The CWH43 and VMP1 genes play crucial roles during embryonic development [50,51,52]. A GWAS in Erhualian reported that some SNPs in the gene of CWH43 showed a significant genetic differentiation between the high-EBV and low-EBV sows [53]. A report on the porcine reproductive and respiratory syndrome (PRRS) indicated the existence of CWH43 gene variants associated with the reproductive performance of sows infected with the PRRS virus [54]. In this study, we found that CWH43-9 with SINE insertion may be profitable to the reproductive trait of TNB, NBA, and LW, which had a higher mean ± SD than SINE^+/− and SINE^−/−. The RIP-CWH43-9 with SINE^+/+, compared to SINE^+/− and SINE^−/−, extremely affected (p < 0.01) the reproductive traits related to TNB, NBA, and a significant difference (p < 0.05) in the reproductive traits was also related to LW (Table 4). In addition, RIP-CHW43-9 had a polymorphism in only the Large White, SuJiang and SuShan breeds, indicating that the population genetic structures of these three breeds may be close to each other. These results also agree with our pool-PCR detection results (Figure 1) that the breeds of Large White, SuJiang and Sushan clustered together in the PCA (Figure 2).

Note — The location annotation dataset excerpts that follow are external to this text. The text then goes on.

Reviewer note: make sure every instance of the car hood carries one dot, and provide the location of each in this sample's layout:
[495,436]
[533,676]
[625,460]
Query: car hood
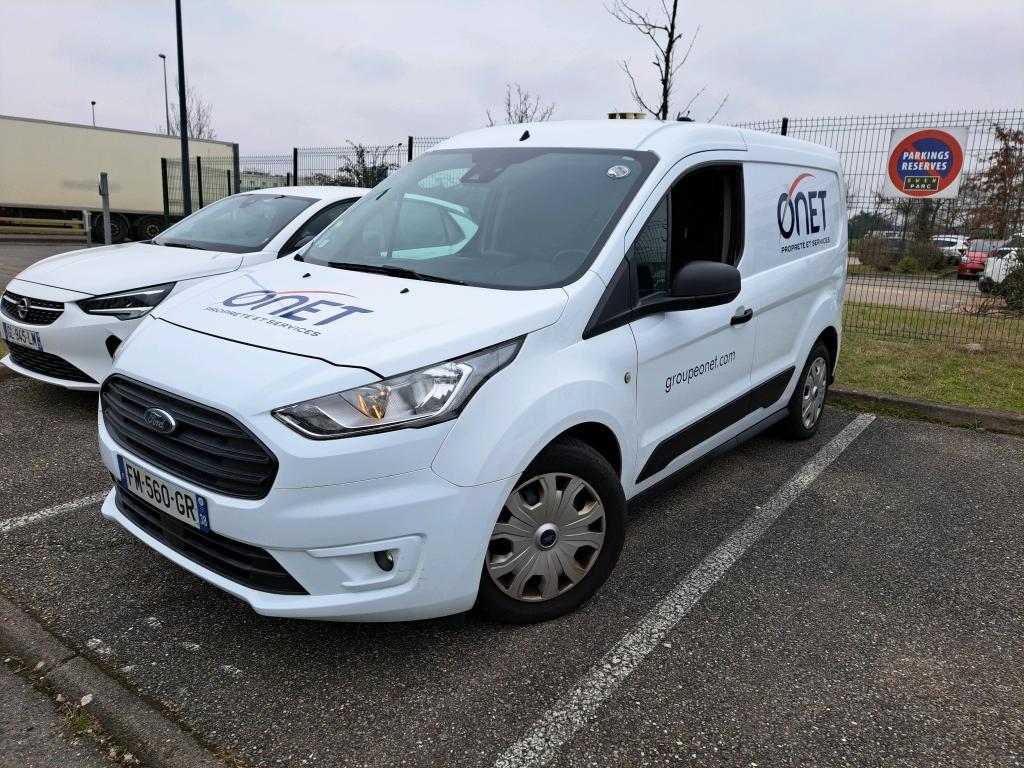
[383,324]
[110,268]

DNA methylation has been associated with the regulation of indoleamine 2,3-dioxygenase 2 (IDO2) expression and to also alter the patterns of IDO2 expression; however, DNA methylation can also lead to a detrimental outcome during pregnancy [55]. Published studies have shown that IDO2 also plays an important role in sustaining pregnancy in vertebrate animals [56]. Du et al. [57] reported that 140 bp deletion in the IDO2 gene was associated with reproduction traits in Meishan pigs [57]. In the present study, the results showed a deletion in the IDO2 gene in Tibetan and Meishan pig breeds as predicted. We defined this site as RIP-IDO2-14, and this 140 bp deletion with 83 bp was annotated as ERVI (Table S2), which has not been reported yet. The gel electrophoresis results of RIP-IDO2-14 in nine pig breeds are shown in Figure S3, but no polymorphism in Large White pigs was observed. Although RIP-IDO2-9 was discovered before RIP-IDO2-14 and was labeled as SINEA, the SINE insertion in IDO2-9 may be disadvantageous to the reproductive trait of LW, which had a lower mean ± SD than SINE^−/−. However, a significant difference (p < 0.05) in the reproductive traits related to LW was observed in SINE^+/+ compared to SINE (Table 4).

5. Conclusions

In summary, 20 alternative genes related to reproductive traits were designed and assembled from the genomes of different pig breeds. After conducting alignment using bioinformatics comparison software, and annotated by RepeatMasker, we acquired almost 100 predicted RIPs, which were used to carry out the first-round detection among 12 pig breeds by pool-PCR. Additionally, 12 undisputed polymorphic RIPs were also detected in Chinese indigenous and commercial pigs. After two rounds of screening, we obtained one RIP (A1CF-4) insert in the Bama, Large White, and Meishan breeds that only had a homozygous genotype, but low to moderately polymorphisms were present in other breeds, and five RIPs (RIP-CWH43-9, RIP-IDO2-9, RIP-OPN-1, RIP-PRLR-6, and RIP-VMP1-12) had a rich polymorphic in the Large White pig breed, which was used to conduct a statistical analysis with reproductive characteristics of Large White. Results from the heatmap, PCA, and statistical analysis consistently showed that the Large White, SuJiang and SuShan pig population breeds had a closer genetic structure, which conformed to the reality of the SuJiang and SuShan breeding features in China. Another discovery was that RIP-CWH43-9 had a SINE insertion that may be profitable to the reproductive traits of TNB, and NBA, which was significantly affected, and had a significant effect on the reproductive traits of LW, which was observed in Large White pigs. However, the SINE insertion in IDO2-9 may be a disadvantage to the reproductive trait of LW, which was significantly affected in Large White pigs.